Cette fois-ci, par exemple, toute la salle éclata en un fou rire : de ce gros petit homme, à l’encolure formidable d’un taureau des Landes, sortait une voix d’un timbre voilé et indistinct, mais tellement étrange que, malgré soi, en l’écoutant, il fallait penser aux voix singulières de la chapelle Sixtine.

Le président menaça de faire évacuer la salle, et le silence s’étant rétabli, il continua son interrogatoire.

— Vous étiez le médecin de la famille de Sauvetat ?

— Oui, monsieur le président, le médecin et l’ami intime.

— De monsieur ou de madame ?

— De tous deux, mais… surtout de madame.

Ceci fut dit d’un ton si mystérieusement burlesque, dernière hésitation du ridicule personnage dénotait une prétention si cocasse que les bruits recommencèrent. Un sourire à grand’peine réprimé s’étant montré sur les lèvres des magistrats eux-mêmes, le président s’empressa de reprendre ses questions, en se gardant bien de relever cette énorme réponse.

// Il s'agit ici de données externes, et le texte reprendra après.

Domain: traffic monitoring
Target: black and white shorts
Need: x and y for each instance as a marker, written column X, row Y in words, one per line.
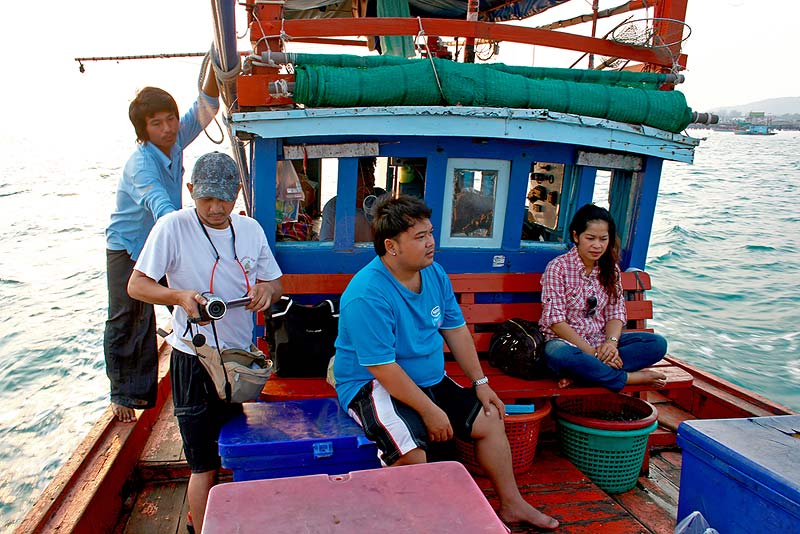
column 397, row 429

— Quel jour avez-vous été appelé à donner des soins à M. de Sauvetat ?

— Le 12 décembre, M. de Sauvetat souffrait de coliques et avait eu durant la nuit des vomissements assez violents. Il attribuait cette indisposition à une tasse de thé prise la veille au soir avec quelques gâteaux, contrairement à son habitude. Mon client, grand et fort, avait une très robuste constitution. Je crus à la récidive d’une ancienne maladie de foie qu’avait déjà eue M. de Sauvetat, et je prescrivis d’abord de simples calmants.